The COVID-19 pandemic has challenged the energy industry in ways many of us have never seen. Last month’s International Energy Agency report shows worldwide refinery operation at 70% crude throughput. Business and trade journals report several operators are considering further cutbacks or shutdowns.
Some of the operators that we work with are practicing social distancing by putting nonessential activities on hold—running their facilities safely and in an environmentally friendly manner with key operating, maintenance, and critical support service personnel only.

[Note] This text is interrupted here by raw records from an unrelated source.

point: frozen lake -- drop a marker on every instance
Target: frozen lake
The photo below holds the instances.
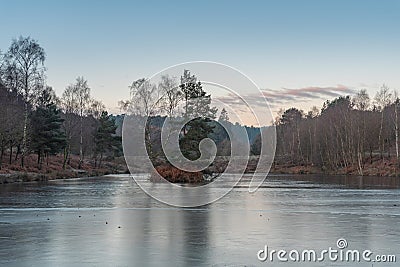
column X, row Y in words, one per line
column 109, row 221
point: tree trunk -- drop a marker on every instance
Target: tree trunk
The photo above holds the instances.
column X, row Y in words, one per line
column 81, row 142
column 10, row 158
column 24, row 135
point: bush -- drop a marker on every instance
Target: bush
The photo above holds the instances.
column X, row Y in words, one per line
column 175, row 175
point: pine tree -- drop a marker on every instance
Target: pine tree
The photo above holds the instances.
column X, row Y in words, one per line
column 198, row 107
column 105, row 139
column 47, row 136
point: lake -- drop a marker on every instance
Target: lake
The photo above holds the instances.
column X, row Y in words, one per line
column 110, row 221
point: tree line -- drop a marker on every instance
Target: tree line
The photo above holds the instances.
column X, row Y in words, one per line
column 36, row 121
column 347, row 131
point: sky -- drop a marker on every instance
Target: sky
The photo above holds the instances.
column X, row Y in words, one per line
column 299, row 52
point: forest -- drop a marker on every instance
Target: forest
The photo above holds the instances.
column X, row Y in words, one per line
column 74, row 129
column 350, row 135
column 355, row 134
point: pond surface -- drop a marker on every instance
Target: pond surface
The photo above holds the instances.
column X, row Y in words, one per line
column 109, row 221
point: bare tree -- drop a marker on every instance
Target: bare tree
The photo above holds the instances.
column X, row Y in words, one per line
column 382, row 99
column 23, row 71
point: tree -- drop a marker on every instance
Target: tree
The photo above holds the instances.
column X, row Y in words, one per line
column 171, row 95
column 223, row 117
column 105, row 139
column 47, row 137
column 198, row 109
column 11, row 121
column 23, row 71
column 382, row 99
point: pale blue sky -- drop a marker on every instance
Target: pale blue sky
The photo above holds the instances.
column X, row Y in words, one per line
column 281, row 45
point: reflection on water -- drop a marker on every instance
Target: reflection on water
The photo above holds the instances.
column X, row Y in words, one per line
column 109, row 221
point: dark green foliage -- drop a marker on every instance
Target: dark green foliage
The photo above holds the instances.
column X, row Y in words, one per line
column 105, row 137
column 198, row 107
column 47, row 137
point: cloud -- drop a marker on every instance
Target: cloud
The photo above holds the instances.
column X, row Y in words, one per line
column 288, row 96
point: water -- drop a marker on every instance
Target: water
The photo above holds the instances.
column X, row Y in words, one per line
column 109, row 221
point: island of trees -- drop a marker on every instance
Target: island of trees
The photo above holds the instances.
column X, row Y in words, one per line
column 43, row 135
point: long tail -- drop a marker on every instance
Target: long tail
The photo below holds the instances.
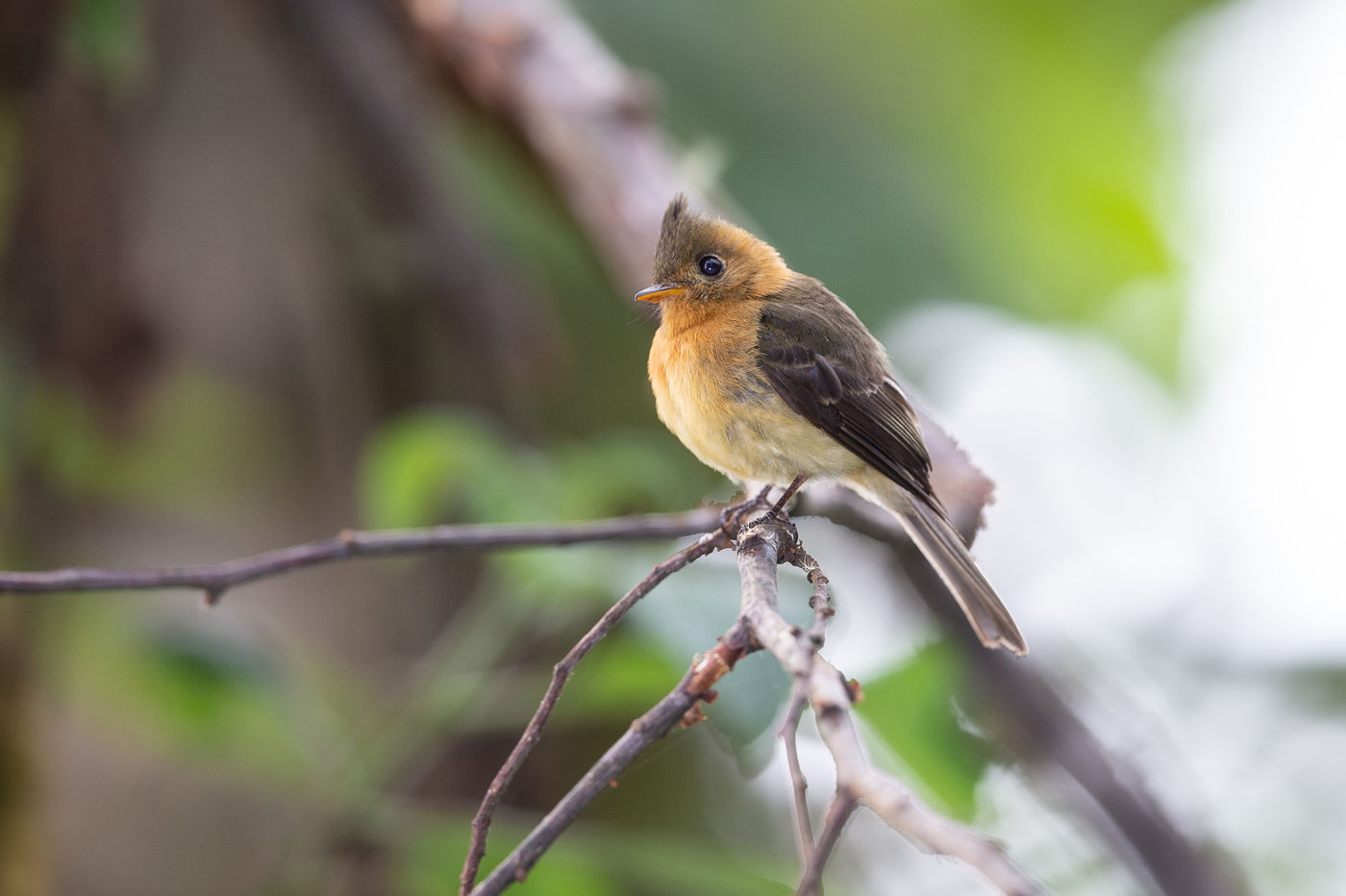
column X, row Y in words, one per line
column 942, row 546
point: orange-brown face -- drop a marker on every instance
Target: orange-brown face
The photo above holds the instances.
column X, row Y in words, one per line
column 710, row 260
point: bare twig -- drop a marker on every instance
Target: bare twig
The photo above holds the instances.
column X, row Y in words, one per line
column 838, row 812
column 821, row 605
column 659, row 721
column 798, row 784
column 760, row 548
column 1036, row 725
column 218, row 578
column 710, row 542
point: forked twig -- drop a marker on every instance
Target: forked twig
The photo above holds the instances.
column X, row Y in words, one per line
column 680, row 705
column 838, row 812
column 720, row 537
column 760, row 548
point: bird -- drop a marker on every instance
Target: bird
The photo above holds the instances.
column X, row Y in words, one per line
column 767, row 377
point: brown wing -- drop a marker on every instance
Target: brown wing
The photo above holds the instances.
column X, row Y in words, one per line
column 830, row 370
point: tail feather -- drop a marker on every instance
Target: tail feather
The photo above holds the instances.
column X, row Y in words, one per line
column 941, row 545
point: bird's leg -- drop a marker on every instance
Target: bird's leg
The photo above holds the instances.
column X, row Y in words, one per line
column 789, row 492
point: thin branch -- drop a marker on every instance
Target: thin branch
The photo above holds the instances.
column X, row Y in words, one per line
column 838, row 812
column 1033, row 723
column 680, row 705
column 823, row 611
column 760, row 548
column 710, row 542
column 798, row 784
column 389, row 542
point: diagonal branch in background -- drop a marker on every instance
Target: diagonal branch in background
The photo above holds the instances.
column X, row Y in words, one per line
column 707, row 544
column 218, row 578
column 569, row 103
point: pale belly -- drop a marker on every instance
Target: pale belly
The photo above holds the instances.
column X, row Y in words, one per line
column 737, row 424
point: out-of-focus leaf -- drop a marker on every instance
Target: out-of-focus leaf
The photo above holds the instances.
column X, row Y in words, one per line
column 175, row 459
column 447, row 463
column 911, row 708
column 995, row 152
column 623, row 677
column 107, row 37
column 184, row 689
column 630, row 472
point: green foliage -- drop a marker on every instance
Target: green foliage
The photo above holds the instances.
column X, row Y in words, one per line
column 911, row 708
column 171, row 460
column 182, row 689
column 107, row 39
column 996, row 152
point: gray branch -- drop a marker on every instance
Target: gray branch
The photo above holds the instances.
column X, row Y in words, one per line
column 218, row 578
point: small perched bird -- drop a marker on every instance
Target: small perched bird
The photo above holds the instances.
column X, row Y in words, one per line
column 767, row 377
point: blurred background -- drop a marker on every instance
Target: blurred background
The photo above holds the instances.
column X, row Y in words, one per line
column 276, row 268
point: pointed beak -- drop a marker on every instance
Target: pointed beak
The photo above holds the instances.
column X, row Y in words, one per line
column 656, row 292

As countries re-open, many may wonder what the timeline will be for a return to a “new normality.” Figure 1 highlights the results of Solomon’s multiyear benchmarking studies for the world. Larger, more complex refineries will have a higher EDC. As shown, facilities were and still are staffing over a wide range of performance.
Maintenance personnel costs are a large part of operating expense, dependent on owner philosophy and local market skilled craft availability. Non-turnaround contractor maintenance also affects non-maintenance costs, including operator work permitting, accounting and purchasing, janitorial, security, IT and HSE support.
Figure 1. Solomon Multiyear Benchmarking Studies Results
EDC: Solomon’s proprietary metric to normalize configuration, size, and complexity.
EDC is based on operating expense correlations.
As a “new normality” unfolds and operators return to more typical staffing levels, we recommend reaffirming or implementing reliability strategies and methods. Observations made during reduced throughput may be valuable for equipment monitoring and maintenance planning. With the priority on safe, compliant, and reliable operation, clients should also consider pausing staff additions at lower contract maintenance staffing levels (reprioritizing maintenance work and performance of said work) to see if this strategy works for them. The optimum staffing level for a given site may actually be lower than the level prior to the COVID-19 pandemic. In our experience, operators with poor maintenance performance may have more maintenance workers than they can efficiently and effectively supervise.